Under the new legislation, the tax code would have a uniform definition of a qualifying child for the dependency exemption, the child credit, the earned income credit, the dependent care credit and head of household filing status. This simplified, uniform definition would make hundreds of thousands more taxpayers eligible for child-related tax benefits.

To make the bill more palatable to the cost-conscious House, its entire cost is offset by the extension of existing Customs Service user fees.

Experts Say Sunset Provisions Should Give Investors Pause: The new tax law seems to answer many investors’ prayers, but before rushing out to completely overhaul your portfolio, you should take into account some of the sunset provisions built into the law - and how they might complicate long-term planning, experts say.

Under the Jobs and Growth Tax Relief Reconciliation Act of 2003, the highest capital gains tax rate, as well as the tax on dividends, was shaved to 15 percent, but the percent rate is scheduled to return to its higher, 20 percent level as soon as the clock strikes midnight on Dec. 31, 2008. Dividends will also return to their higher levels.

Congress may make the provisions permanent because they’re bound to be popular with taxpayers. “For the most part, you’ll have to be making some sort of bet as to the political will of Congress,” said Bob Trinz, editor of RIA’s Federal Taxes Weekly Alert. “I would imagine that whether or not these provisions are sunsetted would largely depend on who’s living in the White House.”

California CPA and financial planner Irv Rothenberg said that the sunset provisions make it difficult to focus on long-range planning, but it does give him some ideas for his clients.
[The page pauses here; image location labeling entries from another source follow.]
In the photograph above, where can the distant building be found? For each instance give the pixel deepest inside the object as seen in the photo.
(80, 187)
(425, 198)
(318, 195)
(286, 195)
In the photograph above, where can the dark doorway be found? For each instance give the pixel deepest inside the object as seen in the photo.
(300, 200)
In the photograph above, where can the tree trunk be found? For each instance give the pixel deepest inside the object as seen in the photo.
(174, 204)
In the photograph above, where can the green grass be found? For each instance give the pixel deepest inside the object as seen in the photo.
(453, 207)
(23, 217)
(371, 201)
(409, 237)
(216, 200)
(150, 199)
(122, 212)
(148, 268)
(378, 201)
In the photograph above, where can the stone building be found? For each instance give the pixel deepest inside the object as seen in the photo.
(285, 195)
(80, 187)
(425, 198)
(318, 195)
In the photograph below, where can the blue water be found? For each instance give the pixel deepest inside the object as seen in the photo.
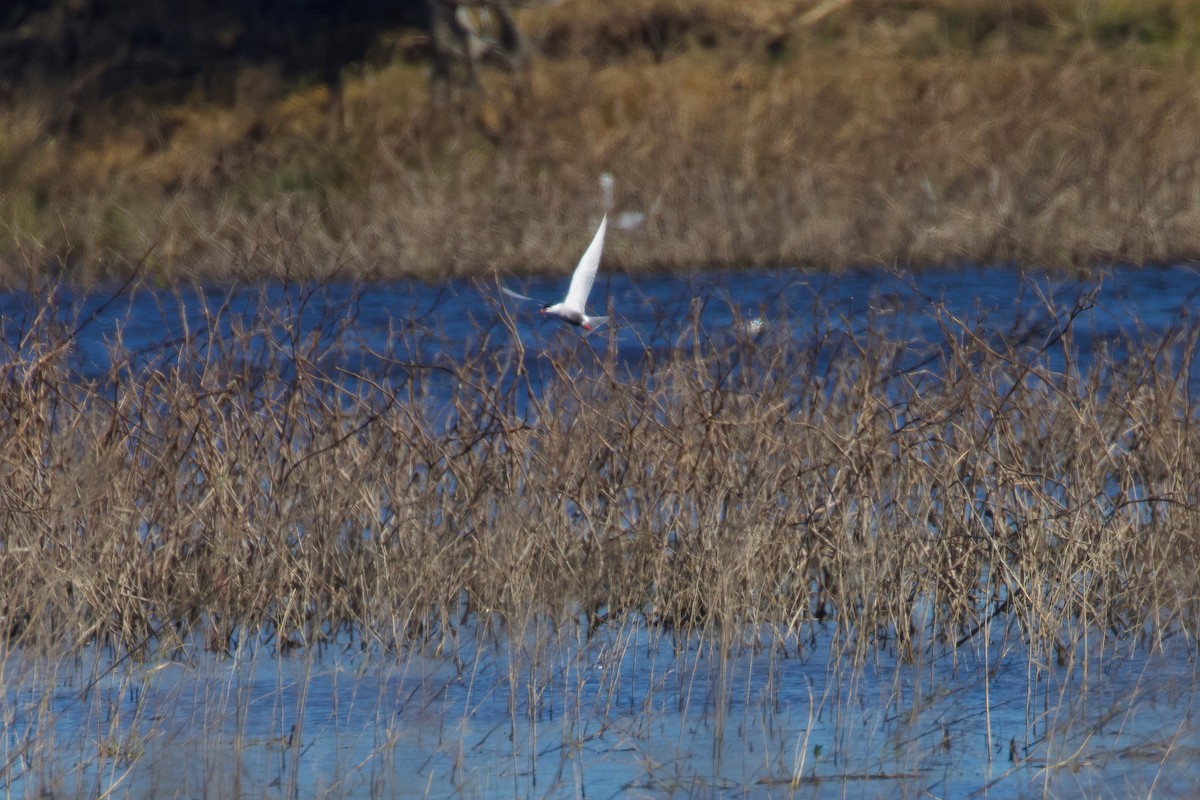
(627, 713)
(630, 711)
(371, 330)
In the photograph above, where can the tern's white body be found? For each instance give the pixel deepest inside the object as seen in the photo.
(573, 307)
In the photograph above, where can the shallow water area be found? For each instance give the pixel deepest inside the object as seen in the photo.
(1043, 680)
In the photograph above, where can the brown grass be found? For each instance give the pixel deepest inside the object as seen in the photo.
(715, 488)
(1041, 131)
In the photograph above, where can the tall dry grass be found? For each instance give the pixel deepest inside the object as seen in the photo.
(1047, 131)
(241, 486)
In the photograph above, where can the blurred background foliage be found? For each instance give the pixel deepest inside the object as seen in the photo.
(378, 137)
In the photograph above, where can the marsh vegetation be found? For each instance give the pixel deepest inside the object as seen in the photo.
(520, 515)
(749, 133)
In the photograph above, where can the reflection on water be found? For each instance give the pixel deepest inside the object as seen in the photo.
(424, 323)
(633, 709)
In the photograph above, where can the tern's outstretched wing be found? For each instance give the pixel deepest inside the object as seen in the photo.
(586, 272)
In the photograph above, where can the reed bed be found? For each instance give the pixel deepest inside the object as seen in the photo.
(249, 486)
(1056, 132)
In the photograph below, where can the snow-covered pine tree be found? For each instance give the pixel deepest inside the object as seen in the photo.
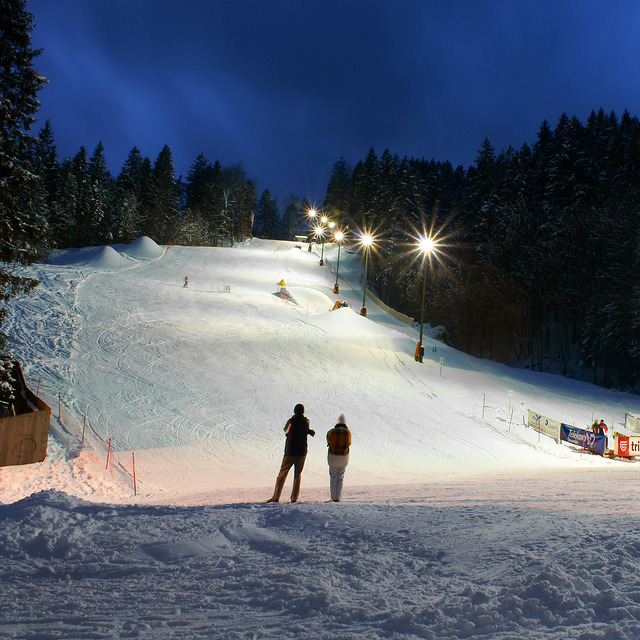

“We will be looking at different strategies in accounts that are subject to taxation. As a general rule, we would look to put assets that had high taxation into deferred accounts. Now the question is, ‘Well, is that still appropriate?’”

CCH principal tax analyst Mark Luscombe said that if Republicans hold onto the White House and Congress in 2004 and 2008, there’s a good chance that the tax benefits will stay.

“I think if the Republicans had their way, they would extend the provisions, by and large, regardless of the economic positions and the deficit posture,” said Luscombe. A Democratic Congress, however, would most likely get rid of any benefits that appear to mostly benefit the rich.